Even when a person is in hospice care, there is no way to accurately predict how long he or she has left. But there are many changes associated with the dying process. In a person with a terminal illness such as cancer, the final few days of life are collectively known as the active dying process or impending death. During this difficult time, it’s often preferable to arrange for end of life care in your Memphis-area home if you haven’t done so already. Professional end of life care relieves you of the burden of meeting your loved one’s needs and instead allows you to focus on the time you have left with him or her. elderly - care

Mental State

A terminal illness often inflicts severe fatigue on patients.

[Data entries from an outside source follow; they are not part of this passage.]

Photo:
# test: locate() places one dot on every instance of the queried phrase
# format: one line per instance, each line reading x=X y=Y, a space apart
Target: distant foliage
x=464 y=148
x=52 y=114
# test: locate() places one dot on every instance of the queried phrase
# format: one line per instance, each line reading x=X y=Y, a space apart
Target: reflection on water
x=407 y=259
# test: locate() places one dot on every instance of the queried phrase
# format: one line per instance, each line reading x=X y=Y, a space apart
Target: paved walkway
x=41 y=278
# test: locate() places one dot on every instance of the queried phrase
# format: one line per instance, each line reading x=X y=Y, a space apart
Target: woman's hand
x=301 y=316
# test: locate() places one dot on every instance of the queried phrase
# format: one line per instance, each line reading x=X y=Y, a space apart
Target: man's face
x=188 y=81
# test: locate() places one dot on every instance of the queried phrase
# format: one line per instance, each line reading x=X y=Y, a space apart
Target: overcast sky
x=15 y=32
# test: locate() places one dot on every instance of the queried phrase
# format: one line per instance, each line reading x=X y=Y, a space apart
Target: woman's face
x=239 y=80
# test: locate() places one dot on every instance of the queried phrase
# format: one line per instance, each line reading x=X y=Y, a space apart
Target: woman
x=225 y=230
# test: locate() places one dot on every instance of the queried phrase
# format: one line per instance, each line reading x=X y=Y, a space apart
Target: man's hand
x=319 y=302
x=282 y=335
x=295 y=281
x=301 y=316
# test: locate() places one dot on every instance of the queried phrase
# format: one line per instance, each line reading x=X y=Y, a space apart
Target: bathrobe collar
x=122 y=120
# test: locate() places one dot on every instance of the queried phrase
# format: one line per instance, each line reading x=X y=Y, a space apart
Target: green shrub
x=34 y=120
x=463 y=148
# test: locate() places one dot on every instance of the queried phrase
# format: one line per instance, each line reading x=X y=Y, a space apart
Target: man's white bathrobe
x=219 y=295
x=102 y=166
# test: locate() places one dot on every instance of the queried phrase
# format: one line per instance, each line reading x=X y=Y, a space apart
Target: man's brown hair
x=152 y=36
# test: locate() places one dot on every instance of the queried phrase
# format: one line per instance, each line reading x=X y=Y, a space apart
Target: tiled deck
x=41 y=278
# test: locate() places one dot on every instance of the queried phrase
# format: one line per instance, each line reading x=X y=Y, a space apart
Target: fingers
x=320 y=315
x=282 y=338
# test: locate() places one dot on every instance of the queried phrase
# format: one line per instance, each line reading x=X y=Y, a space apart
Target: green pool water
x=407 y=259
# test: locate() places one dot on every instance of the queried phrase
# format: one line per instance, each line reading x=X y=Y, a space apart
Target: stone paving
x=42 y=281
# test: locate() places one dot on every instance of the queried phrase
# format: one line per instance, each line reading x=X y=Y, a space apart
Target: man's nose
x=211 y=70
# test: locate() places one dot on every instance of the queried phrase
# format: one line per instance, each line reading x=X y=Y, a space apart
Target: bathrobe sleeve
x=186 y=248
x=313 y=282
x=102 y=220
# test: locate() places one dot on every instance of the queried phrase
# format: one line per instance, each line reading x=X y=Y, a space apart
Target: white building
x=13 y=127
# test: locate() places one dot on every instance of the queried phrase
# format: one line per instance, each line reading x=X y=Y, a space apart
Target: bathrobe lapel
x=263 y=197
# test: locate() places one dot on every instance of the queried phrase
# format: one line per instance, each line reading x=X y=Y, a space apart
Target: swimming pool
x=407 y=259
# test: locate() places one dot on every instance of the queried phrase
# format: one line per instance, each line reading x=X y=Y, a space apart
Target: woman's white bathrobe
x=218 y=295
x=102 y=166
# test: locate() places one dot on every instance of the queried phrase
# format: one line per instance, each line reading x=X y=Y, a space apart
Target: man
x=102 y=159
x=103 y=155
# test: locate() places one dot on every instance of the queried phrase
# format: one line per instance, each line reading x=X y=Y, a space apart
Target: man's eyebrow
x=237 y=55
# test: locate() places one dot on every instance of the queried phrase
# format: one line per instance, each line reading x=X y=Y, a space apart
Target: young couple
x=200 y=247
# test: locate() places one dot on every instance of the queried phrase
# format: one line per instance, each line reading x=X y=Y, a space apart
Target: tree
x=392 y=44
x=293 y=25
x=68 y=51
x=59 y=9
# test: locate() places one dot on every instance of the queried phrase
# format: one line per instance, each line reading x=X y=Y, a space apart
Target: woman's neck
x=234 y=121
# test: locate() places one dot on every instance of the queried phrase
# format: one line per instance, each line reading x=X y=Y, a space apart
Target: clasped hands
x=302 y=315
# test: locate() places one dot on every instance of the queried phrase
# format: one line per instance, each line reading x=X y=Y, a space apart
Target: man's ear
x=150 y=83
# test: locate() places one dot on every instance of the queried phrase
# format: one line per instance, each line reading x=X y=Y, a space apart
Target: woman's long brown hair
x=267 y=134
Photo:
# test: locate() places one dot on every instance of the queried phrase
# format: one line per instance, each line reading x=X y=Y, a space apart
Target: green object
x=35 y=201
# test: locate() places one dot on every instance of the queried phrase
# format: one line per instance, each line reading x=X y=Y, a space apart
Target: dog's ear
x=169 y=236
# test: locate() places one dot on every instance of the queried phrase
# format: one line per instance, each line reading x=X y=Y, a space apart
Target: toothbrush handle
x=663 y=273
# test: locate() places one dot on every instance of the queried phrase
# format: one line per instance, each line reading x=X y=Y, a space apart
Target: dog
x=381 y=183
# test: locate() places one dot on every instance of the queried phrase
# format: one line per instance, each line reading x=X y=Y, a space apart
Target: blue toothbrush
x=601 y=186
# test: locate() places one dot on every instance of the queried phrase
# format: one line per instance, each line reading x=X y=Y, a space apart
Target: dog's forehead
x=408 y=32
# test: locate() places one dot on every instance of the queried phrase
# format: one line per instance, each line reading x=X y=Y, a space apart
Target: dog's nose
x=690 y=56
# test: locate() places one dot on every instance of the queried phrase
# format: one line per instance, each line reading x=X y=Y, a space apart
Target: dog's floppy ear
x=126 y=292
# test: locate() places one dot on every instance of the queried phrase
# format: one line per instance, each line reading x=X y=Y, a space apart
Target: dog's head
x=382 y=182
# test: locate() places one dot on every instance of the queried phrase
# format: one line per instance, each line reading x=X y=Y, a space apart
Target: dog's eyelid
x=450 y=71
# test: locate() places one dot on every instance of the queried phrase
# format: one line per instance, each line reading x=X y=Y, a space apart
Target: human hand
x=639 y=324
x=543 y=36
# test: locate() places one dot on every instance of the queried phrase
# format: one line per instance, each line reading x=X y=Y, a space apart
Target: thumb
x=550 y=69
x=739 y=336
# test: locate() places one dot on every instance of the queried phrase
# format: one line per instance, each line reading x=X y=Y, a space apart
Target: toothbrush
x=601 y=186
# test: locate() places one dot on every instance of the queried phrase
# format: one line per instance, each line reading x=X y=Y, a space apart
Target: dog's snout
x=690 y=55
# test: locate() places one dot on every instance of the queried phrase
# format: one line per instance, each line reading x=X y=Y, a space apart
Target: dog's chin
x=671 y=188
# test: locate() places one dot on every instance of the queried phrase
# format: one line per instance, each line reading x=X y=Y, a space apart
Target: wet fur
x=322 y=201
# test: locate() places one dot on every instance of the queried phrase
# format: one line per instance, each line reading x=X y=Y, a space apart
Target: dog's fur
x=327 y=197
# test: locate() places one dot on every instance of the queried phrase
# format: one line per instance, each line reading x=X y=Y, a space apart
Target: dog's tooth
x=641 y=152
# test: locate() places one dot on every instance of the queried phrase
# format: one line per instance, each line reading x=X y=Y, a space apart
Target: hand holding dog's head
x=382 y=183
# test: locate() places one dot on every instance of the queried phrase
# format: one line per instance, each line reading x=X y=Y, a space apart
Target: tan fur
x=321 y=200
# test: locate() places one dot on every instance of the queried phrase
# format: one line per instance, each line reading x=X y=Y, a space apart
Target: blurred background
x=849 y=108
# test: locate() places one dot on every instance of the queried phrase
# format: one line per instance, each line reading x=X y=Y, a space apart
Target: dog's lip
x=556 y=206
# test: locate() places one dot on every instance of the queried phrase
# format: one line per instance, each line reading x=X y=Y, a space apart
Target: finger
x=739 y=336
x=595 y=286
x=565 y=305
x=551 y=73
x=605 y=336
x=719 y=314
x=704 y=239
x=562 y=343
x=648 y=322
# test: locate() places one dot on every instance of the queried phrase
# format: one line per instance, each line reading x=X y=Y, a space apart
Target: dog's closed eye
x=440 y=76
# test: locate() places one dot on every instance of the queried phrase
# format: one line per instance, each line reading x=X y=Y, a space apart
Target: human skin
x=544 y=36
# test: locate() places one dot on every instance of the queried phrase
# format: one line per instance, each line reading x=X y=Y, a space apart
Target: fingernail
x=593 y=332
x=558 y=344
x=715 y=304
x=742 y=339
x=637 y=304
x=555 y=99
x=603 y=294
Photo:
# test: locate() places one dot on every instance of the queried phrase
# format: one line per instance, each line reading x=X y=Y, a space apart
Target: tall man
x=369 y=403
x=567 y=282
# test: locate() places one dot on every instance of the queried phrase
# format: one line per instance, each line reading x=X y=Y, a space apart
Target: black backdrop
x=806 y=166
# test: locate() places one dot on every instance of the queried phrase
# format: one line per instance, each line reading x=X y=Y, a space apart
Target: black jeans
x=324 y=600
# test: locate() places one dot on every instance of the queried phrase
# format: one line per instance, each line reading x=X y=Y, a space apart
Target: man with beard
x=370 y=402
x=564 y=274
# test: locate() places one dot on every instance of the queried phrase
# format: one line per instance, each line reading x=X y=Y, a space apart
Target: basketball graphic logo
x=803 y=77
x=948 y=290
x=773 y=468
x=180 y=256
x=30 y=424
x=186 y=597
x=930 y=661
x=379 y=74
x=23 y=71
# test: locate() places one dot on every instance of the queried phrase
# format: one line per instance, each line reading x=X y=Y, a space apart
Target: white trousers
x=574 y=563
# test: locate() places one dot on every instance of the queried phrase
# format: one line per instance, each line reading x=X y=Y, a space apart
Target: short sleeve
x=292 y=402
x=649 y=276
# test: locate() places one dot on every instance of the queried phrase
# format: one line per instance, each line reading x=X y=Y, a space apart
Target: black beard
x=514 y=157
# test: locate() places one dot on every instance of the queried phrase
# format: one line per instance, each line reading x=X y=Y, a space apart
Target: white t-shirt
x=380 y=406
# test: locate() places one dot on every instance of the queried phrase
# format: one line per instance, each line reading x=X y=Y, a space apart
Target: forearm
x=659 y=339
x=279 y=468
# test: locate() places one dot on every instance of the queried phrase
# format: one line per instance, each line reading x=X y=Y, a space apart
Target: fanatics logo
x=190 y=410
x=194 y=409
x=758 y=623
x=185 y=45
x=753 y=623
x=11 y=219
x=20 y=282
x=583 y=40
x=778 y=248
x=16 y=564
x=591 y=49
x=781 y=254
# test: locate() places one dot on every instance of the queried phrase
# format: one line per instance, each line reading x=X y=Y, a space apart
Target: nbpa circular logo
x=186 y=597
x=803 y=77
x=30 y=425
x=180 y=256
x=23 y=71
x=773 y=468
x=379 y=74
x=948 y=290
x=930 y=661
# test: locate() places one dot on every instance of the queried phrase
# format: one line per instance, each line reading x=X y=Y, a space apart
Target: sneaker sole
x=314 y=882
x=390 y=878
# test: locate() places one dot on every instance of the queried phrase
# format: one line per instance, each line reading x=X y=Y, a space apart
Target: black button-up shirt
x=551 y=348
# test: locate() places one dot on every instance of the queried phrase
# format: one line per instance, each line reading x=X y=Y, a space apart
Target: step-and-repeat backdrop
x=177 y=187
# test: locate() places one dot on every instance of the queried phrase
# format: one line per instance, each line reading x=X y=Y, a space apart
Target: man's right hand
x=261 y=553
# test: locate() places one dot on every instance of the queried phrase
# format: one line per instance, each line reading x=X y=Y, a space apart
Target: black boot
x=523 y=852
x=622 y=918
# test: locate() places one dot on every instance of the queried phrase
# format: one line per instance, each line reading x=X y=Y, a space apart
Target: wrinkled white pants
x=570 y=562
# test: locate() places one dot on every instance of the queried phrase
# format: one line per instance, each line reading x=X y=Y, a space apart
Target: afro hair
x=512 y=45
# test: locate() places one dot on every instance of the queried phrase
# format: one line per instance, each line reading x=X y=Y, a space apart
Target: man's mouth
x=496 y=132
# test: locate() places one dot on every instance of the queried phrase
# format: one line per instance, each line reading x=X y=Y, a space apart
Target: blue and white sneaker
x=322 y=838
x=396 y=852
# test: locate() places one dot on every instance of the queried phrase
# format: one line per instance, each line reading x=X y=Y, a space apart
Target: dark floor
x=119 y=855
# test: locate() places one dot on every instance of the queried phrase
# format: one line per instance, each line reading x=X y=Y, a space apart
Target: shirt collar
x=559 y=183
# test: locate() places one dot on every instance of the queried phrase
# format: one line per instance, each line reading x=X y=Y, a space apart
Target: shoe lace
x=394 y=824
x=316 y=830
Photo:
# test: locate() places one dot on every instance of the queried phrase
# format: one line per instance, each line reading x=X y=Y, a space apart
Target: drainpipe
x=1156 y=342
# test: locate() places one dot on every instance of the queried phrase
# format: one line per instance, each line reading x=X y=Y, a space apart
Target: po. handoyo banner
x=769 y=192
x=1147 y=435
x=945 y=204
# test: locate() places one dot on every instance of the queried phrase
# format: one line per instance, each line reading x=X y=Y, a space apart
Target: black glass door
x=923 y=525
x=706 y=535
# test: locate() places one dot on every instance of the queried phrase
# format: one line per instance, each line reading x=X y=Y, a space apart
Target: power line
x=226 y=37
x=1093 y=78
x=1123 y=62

This excessive tiredness becomes more pronounced during the active dying process. Your loved one is likely to fall asleep frequently, even in the midst of a conversation. Some patients become semi-comatose or completely comatose. Despite this, it’s thought that a person’s hearing is one of the last senses to go. Your loved one may still hear you when you offer comforting words.

Sensory Changes

Sensory changes can be difficult for a dying person’s loved ones to come to terms with. A hospice care provider may warn you to expect visual or auditory misperceptions. Your loved one might think the TV is on when it isn’t, for example. Visual and auditory hallucinations may also occur.

Functional Impairment

As a patient draws closer to death, the systems and functions of the body begin to slow down. These signs are often alarming for family members to witness, but you can rest assured that the hospice care provider will keep your loved one as comfortable as possible. Your loved one will feel colder to the touch. There will likely be changes in the rate and rhythm of breathing. The patient may stop breathing for a while or breathing may cycle from being quite rapid to very slow. There may be a rattling or gurgling sound with breathing; this is due to fluid accumulation in the lungs. When a person is close to death, he or she no longer accepts food or fluids and the urine output decreases dramatically. Do not be alarmed if the urine is an abnormal color.

Clinical and Biological Death

Clinical death is the first stage of death. It begins when a person’s heart stops beating. Within a matter of minutes, the lack of oxygen causes the brain cells to start dying off. This is known as biological death.